Hello everyone,
We’ve installed Loki in SimpleScalable mode connected to a MinIO instance onprem, right now we’re trying to implement data renention having multiple tenants activated.
First, we’ve made the configmap and it’s like this:
extraObjects:
- apiVersion: v1
kind: ConfigMap
metadata:
name: loki-tenant-overrides-rules
labels:
app.kubernetes.io/name: loki
data:
loki-tenant-overrides-rules.yaml: |
overrides:
"tenant1":
retention_period: 60d
retention_stream:
- selector: '{namespace="prod"}'
priority: 2
period: 30d
- selector: '{container="loki"}'
priority: 1
period: 15d
"tenant2":
retention_period: 24h
retention_stream:
- selector: '{namespace="prod"}'
priority: 1
period: 30d
"tenant3":
retention_period: 72h
retention_stream:
- selector: '{k8s.cluster.name="K8S-PROD"}'
priority: 1
period: 24h
"tenant4":
retention_period: 60d
retention_stream:
- selector: '{namespace="prod"}'
priority: 1
period: 30d
Then, we’ve enabled retention like this:
loki:
...
compactor:
working_directory: /var/loki/compactor
compaction_interval: 10m
retention_enabled: true
retention_delete_delay: 2h
retention_delete_worker_count: 150
delete_request_store: s3
extraVolumes:
- name: loki-tenant-overrides-rules
configMap:
name: loki-tenant-overrides-rules
items:
- key: loki-tenant-overrides-rules.yaml
path: loki-tenant-overrides-rules.yaml
defaultMode: 420
extraVolumeMounts:
- name: loki-tenant-overrides-rules
mountPath: /etc/loki/config/override
limits_config:
retention_period: 180d
per_tenant_override_config: /etc/loki/config/override/loki-tenant-overrides-rules.yaml
ExtraVolumes and extraVolumeMounts is inserted inside Backend, Read and Write blocks as well like this:
backend:
extraVolumes:
- name: loki-tenant-overrides-rules
configMap:
name: loki-tenant-overrides-rules
items:
- key: loki-tenant-overrides-rules.yaml
path: loki-tenant-overrides-rules.yaml
defaultMode: 420
extraVolumeMounts:
- name: loki-tenant-overrides-rules
mountPath: /etc/loki/config/override
But currently retention is not working at all, and in the logs of the pod for loki-backend the only references to retentions are these logs:
Using Grafana with the Loki datasource we can still see older data.

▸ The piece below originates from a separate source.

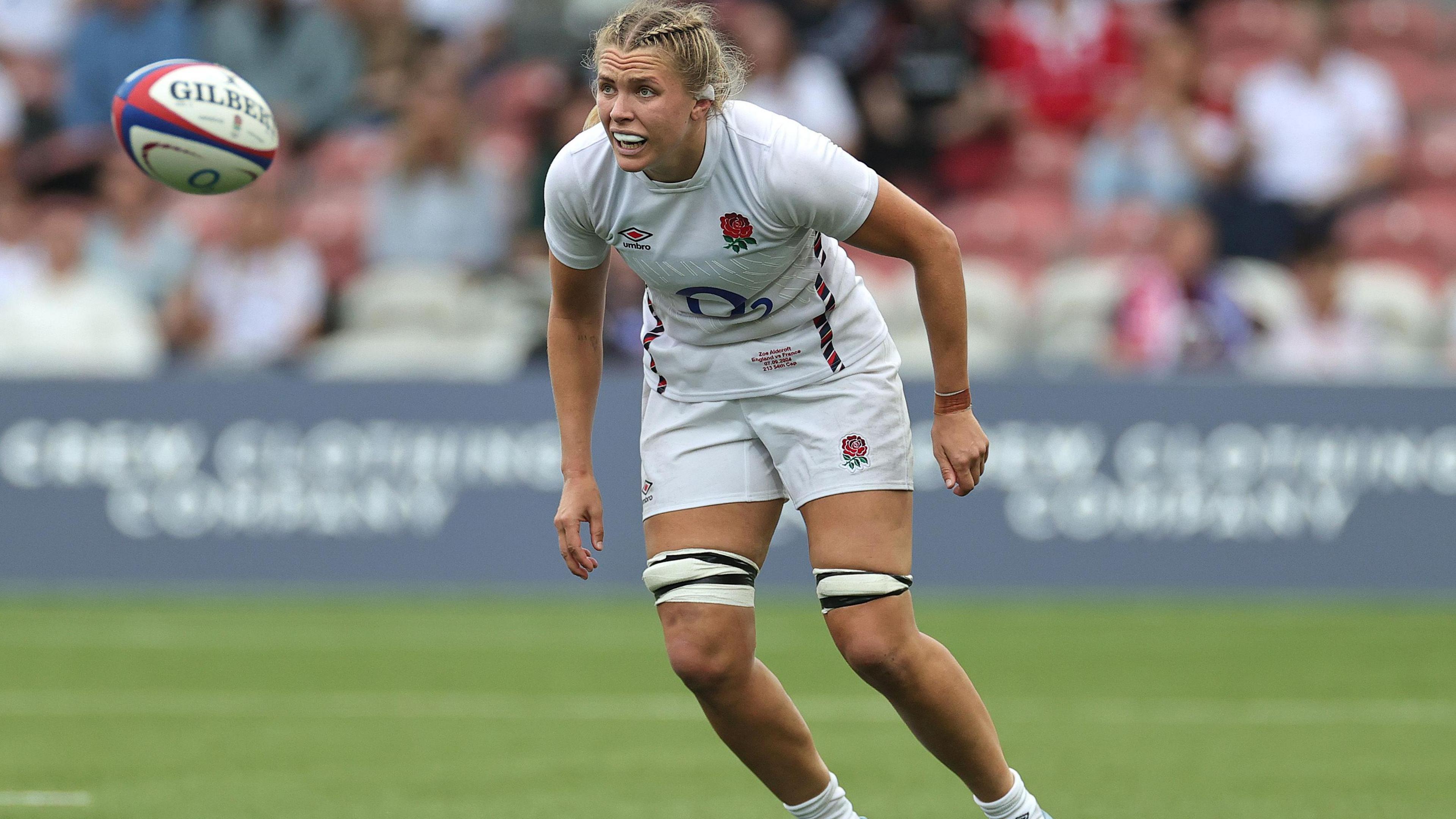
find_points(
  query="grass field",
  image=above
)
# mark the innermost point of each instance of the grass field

Any tips or informations about this issue?
Thanks in advance!
Additional info, i tried to change the global retention to 3d, and now i can see these new logs:
level=info ts=2025-01-29T14:41:04.68898398Z caller=marker.go:77 msg="mark file created" file=/var/loki/compactor/retention/s3_2024-10-01/markers/1738161664675398685
level=info ts=2025-01-29T14:41:04.841865717Z caller=marker.go:77 msg="mark file created" file=/var/loki/compactor/retention/s3_2024-10-01/markers/1738161664830459215
level=info ts=2025-01-29T14:41:04.996596267Z caller=marker.go:77 msg="mark file created" file=/var/loki/compactor/retention/s3_2024-10-01/markers/1738161664982151030
level=info ts=2025-01-29T14:41:05.151796956Z caller=marker.go:77 msg="mark file created" file=/var/loki/compactor/retention/s3_2024-10-01/markers/1738161665137797613
level=info ts=2025-01-29T14:41:05.29193463Z caller=marker.go:77 msg="mark file created" file=/var/loki/compactor/retention/s3_2024-10-01/markers/1738161665276436901
level=info ts=2025-01-29T14:41:05.443950069Z caller=marker.go:77 msg="mark file created" file=/var/loki/compactor/retention/s3_2024-10-01/markers/1738161665431913435
level=info ts=2025-01-29T14:41:05.598116587Z caller=marker.go:77 msg="mark file created" file=/var/loki/compactor/retention/s3_2024-10-01/markers/1738161665585073313
level=info ts=2025-01-29T14:41:05.745340614Z caller=marker.go:77 msg="mark file created" file=/var/loki/compactor/retention/s3_2024-10-01/markers/1738161665727416898
level=info ts=2025-01-29T14:41:05.889544376Z caller=marker.go:77 msg="mark file created" file=/var/loki/compactor/retention/s3_2024-10-01/markers/1738161665876698696
level=info ts=2025-01-29T14:41:06.035831718Z caller=marker.go:77 msg="mark file created" file=/var/loki/compactor/retention/s3_2024-10-01/markers/1738161666024056538
level=info ts=2025-01-29T14:41:06.166878941Z caller=marker.go:77 msg="mark file created" file=/var/loki/compactor/retention/s3_2024-10-01/markers/1738161666153997601
level=info ts=2025-01-29T14:41:06.284638672Z caller=marker.go:77 msg="mark file created" file=/var/loki/compactor/retention/s3_2024-10-01/markers/1738161666272582873
level=info ts=2025-01-29T14:41:06.385079794Z caller=marker.go:77 msg="mark file created" file=/var/loki/compactor/retention/s3_2024-10-01/markers/1738161666374405219
level=info ts=2025-01-29T14:56:06.422398997Z caller=expiration.go:78 msg="overall smallest retention period 1737903366.422, default smallest retention period 1737903366.422"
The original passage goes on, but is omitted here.